Davalı tanıkları, ayrıca, davalı şirket adına Aksaray ve Nevşehir’den süt toplayarak Konya’da ki fabrikaya teslim etmekle görevli bulunan davacının, güzergah dışına çıkarak Ereğli’ye evine kalmak için geldiği yönünde beyanda bulunmuşlardır.
Tanık anlatımları ve takometre kayıtları bir arada değerlendirildiğinde, davacının işverence sözlü olarak bildirilen talimatlara aykırı hareket ederek güzergah dışına çıktığı ve sefer sırasında katedeceği yolu şahsi menfaatleri için uzattığı anlaşılmaktadır.

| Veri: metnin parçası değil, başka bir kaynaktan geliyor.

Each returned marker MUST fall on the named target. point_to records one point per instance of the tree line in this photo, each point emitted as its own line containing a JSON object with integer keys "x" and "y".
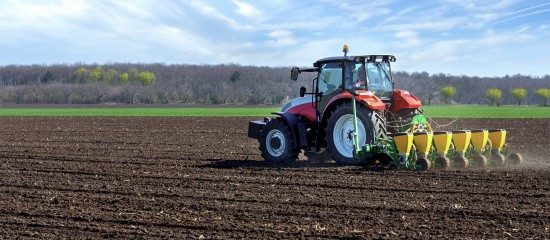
{"x": 231, "y": 84}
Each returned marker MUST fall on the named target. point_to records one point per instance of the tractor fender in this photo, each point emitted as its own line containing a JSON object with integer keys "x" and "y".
{"x": 403, "y": 99}
{"x": 291, "y": 121}
{"x": 365, "y": 97}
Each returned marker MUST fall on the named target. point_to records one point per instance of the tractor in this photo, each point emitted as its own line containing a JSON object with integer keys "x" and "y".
{"x": 353, "y": 115}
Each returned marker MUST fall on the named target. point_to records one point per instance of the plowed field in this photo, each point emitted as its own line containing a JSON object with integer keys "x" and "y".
{"x": 161, "y": 177}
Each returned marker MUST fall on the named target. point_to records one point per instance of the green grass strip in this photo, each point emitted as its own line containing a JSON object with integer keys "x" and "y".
{"x": 442, "y": 111}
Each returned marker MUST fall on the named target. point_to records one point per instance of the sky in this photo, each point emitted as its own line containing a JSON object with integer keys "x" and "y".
{"x": 459, "y": 37}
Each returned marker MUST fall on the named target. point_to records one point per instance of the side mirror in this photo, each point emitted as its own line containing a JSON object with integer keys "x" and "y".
{"x": 294, "y": 73}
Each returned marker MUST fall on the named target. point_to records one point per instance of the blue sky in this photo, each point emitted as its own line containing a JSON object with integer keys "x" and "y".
{"x": 463, "y": 37}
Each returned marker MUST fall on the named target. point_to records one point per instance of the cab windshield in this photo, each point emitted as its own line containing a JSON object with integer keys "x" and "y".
{"x": 379, "y": 79}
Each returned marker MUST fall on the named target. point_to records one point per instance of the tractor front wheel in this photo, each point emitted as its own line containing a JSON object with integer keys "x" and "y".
{"x": 276, "y": 143}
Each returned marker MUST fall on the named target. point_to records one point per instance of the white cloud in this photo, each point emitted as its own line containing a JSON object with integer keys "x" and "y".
{"x": 408, "y": 39}
{"x": 281, "y": 38}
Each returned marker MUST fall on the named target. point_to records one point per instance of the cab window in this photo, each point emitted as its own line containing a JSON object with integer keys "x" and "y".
{"x": 330, "y": 77}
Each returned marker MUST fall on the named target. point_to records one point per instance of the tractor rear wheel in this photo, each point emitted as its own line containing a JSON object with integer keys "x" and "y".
{"x": 339, "y": 131}
{"x": 276, "y": 143}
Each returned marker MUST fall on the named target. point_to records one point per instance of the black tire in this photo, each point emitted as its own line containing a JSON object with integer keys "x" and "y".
{"x": 276, "y": 143}
{"x": 479, "y": 161}
{"x": 461, "y": 162}
{"x": 423, "y": 164}
{"x": 514, "y": 159}
{"x": 340, "y": 125}
{"x": 498, "y": 160}
{"x": 442, "y": 163}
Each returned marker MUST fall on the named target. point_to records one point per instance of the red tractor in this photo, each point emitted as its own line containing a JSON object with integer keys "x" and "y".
{"x": 326, "y": 119}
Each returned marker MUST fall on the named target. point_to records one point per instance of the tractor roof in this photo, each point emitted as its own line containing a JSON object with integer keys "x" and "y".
{"x": 371, "y": 58}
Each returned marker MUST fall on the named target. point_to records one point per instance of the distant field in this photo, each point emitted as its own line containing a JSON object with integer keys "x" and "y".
{"x": 431, "y": 111}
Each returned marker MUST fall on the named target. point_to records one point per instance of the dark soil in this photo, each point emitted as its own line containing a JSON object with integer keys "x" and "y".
{"x": 182, "y": 177}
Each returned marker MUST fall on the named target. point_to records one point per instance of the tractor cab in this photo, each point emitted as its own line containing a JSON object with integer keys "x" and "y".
{"x": 369, "y": 72}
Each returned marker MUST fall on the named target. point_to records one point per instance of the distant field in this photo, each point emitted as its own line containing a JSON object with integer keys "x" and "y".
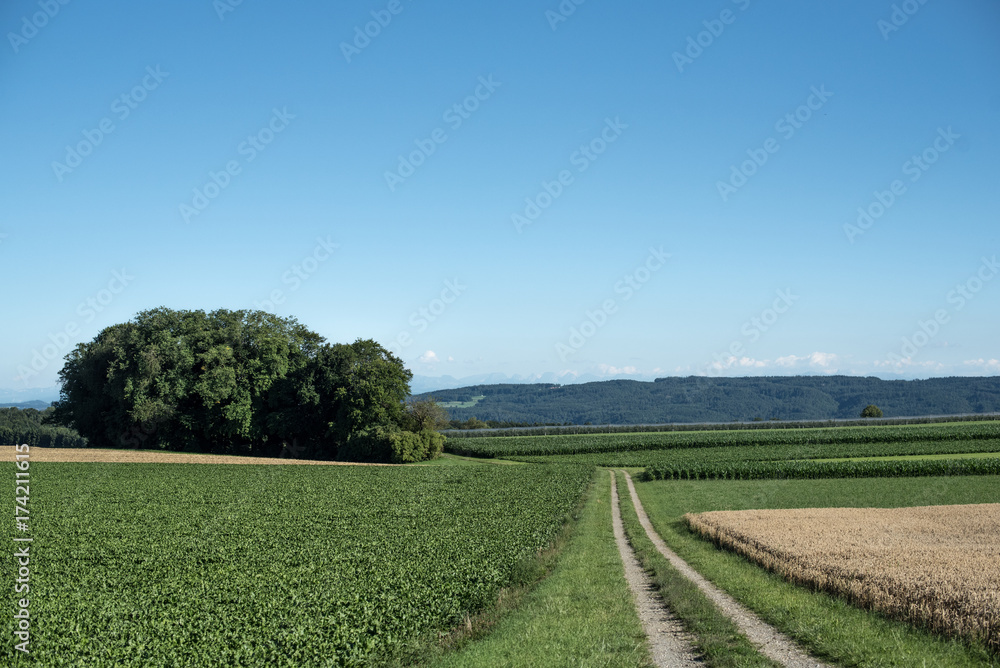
{"x": 462, "y": 404}
{"x": 903, "y": 458}
{"x": 809, "y": 440}
{"x": 81, "y": 455}
{"x": 934, "y": 566}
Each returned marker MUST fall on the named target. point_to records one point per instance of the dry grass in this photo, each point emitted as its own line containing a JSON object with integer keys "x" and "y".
{"x": 934, "y": 566}
{"x": 152, "y": 457}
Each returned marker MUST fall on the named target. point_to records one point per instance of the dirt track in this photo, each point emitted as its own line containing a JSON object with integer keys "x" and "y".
{"x": 670, "y": 646}
{"x": 152, "y": 457}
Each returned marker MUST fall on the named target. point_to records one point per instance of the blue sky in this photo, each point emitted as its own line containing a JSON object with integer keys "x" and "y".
{"x": 606, "y": 189}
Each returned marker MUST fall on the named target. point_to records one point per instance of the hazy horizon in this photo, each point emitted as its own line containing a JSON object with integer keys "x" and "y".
{"x": 585, "y": 190}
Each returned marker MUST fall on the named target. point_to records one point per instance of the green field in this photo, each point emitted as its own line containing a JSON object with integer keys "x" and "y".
{"x": 209, "y": 565}
{"x": 812, "y": 439}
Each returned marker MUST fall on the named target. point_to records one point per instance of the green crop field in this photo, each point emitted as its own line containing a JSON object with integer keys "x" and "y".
{"x": 465, "y": 560}
{"x": 462, "y": 404}
{"x": 519, "y": 446}
{"x": 211, "y": 565}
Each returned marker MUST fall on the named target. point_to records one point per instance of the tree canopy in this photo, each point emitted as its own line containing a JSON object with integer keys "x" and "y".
{"x": 235, "y": 382}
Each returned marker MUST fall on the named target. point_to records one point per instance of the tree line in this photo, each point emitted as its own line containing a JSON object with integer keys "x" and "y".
{"x": 242, "y": 383}
{"x": 27, "y": 425}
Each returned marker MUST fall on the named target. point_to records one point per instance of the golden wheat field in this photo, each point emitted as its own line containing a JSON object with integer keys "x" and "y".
{"x": 934, "y": 566}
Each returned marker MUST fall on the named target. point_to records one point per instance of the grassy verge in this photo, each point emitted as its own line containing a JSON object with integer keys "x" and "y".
{"x": 828, "y": 626}
{"x": 581, "y": 615}
{"x": 717, "y": 638}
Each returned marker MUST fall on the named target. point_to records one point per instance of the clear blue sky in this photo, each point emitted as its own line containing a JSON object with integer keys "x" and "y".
{"x": 114, "y": 116}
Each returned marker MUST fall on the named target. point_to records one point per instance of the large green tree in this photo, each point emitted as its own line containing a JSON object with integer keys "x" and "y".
{"x": 237, "y": 382}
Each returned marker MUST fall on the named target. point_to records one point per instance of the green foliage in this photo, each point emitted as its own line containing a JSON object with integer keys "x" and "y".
{"x": 232, "y": 382}
{"x": 29, "y": 426}
{"x": 272, "y": 566}
{"x": 871, "y": 410}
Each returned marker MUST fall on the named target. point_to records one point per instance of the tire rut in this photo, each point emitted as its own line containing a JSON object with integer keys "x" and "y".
{"x": 670, "y": 646}
{"x": 769, "y": 641}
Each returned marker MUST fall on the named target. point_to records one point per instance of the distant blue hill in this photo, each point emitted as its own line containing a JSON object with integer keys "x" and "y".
{"x": 703, "y": 399}
{"x": 35, "y": 403}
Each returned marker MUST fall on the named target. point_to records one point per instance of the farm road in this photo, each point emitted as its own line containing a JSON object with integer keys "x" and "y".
{"x": 769, "y": 641}
{"x": 670, "y": 646}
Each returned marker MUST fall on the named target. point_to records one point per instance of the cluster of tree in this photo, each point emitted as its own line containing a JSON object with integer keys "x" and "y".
{"x": 28, "y": 425}
{"x": 703, "y": 399}
{"x": 241, "y": 382}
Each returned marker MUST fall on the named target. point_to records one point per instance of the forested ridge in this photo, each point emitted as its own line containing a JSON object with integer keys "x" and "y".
{"x": 702, "y": 399}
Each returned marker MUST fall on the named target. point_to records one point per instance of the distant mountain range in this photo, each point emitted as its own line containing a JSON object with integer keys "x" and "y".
{"x": 423, "y": 384}
{"x": 37, "y": 405}
{"x": 46, "y": 394}
{"x": 704, "y": 399}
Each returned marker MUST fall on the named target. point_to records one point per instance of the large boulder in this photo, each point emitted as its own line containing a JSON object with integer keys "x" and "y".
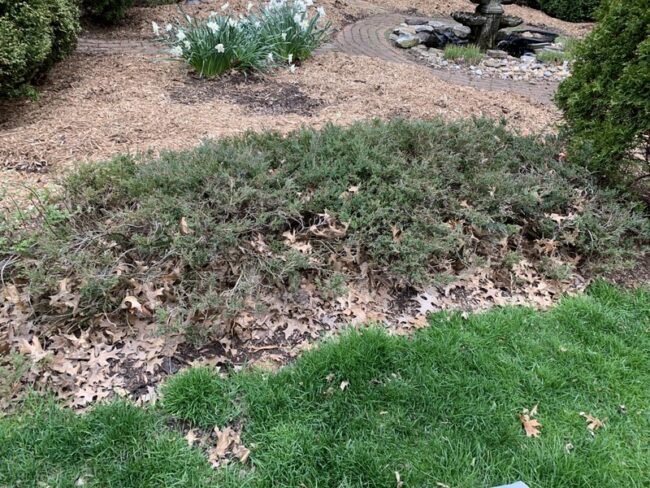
{"x": 406, "y": 41}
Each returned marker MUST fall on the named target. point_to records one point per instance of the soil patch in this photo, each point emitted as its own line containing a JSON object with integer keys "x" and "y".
{"x": 258, "y": 94}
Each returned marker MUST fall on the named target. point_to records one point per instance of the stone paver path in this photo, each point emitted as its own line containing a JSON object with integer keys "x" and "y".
{"x": 367, "y": 37}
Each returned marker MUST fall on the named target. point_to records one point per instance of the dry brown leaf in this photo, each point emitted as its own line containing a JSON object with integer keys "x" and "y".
{"x": 531, "y": 426}
{"x": 398, "y": 478}
{"x": 33, "y": 349}
{"x": 65, "y": 299}
{"x": 593, "y": 423}
{"x": 191, "y": 437}
{"x": 11, "y": 294}
{"x": 228, "y": 442}
{"x": 185, "y": 229}
{"x": 132, "y": 304}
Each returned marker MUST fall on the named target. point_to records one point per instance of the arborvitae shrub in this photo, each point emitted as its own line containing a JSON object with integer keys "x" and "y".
{"x": 606, "y": 101}
{"x": 571, "y": 10}
{"x": 34, "y": 34}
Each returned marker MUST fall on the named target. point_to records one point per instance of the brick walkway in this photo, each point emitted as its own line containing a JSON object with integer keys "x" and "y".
{"x": 367, "y": 37}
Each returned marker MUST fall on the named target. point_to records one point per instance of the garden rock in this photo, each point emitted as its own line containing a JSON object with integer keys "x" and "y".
{"x": 496, "y": 53}
{"x": 406, "y": 41}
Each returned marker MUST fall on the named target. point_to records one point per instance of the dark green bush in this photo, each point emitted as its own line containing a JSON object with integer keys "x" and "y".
{"x": 418, "y": 199}
{"x": 607, "y": 100}
{"x": 570, "y": 10}
{"x": 34, "y": 34}
{"x": 107, "y": 11}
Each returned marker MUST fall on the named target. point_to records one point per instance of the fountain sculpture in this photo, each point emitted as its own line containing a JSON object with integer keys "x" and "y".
{"x": 486, "y": 21}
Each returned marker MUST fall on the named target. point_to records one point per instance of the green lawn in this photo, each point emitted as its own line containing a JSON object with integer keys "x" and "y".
{"x": 441, "y": 407}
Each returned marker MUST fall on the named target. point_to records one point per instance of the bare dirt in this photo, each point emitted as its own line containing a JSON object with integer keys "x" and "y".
{"x": 93, "y": 107}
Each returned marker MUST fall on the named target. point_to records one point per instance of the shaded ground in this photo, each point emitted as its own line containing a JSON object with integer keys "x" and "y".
{"x": 93, "y": 107}
{"x": 513, "y": 394}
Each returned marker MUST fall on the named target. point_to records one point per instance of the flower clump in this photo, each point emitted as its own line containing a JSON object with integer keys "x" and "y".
{"x": 279, "y": 33}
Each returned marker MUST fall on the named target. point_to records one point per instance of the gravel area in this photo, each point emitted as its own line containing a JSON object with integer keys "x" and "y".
{"x": 93, "y": 107}
{"x": 526, "y": 68}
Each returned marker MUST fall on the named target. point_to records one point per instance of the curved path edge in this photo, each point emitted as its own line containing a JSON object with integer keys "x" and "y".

4847 sayılı Kanun’un 26. maddesinde; ahlak ve iyiniyet kurallarına uymayan hallere dayanarak işçi veya işveren için tanınmış olan sözleşmeyi fesih yetkisinin, feshe konu eylemin öğrendiği günden başlayarak altı iş günü geçtikten kullanılamayacağı yönünde düzenleme bulunmakta ise de; işverenin tüzel kişi olması durumunda altı işgünlük süre feshe yetkili merciin eylemi öğrendiği günden itibaren başlar. Davalı işveren tüzen kişi olup, davacının eyleminin feshe yetkili mercii tarafından hangi tarihte öğrenildiği dosya kapsamından anlaşılmadığından, bu gerekçe ile de feshin haksız kabul edilmesi mümkün değildir. Saptanan bu durum karşısında ve yukarıda açıklanan maddi ve hukuki olgular göz önünde tutulduğunda, iş sözleşmesinin davalı işverence haklı nedene dayalı feshedildiği sabittir. Kıdem ve ihbar tazminatı istemleri yönünden reddi gerekirken kabulüne karar verilmesi isabetsizdir.
Sonuç:
Temyiz olunan kararın, yukarıda yazılı sebepten dolayı BOZULMASINA, peşin alınan temyiz harcının istek halinde ilgiliye iadesine 21.10.2014 tarihinde oybirliğiyle karar verildi.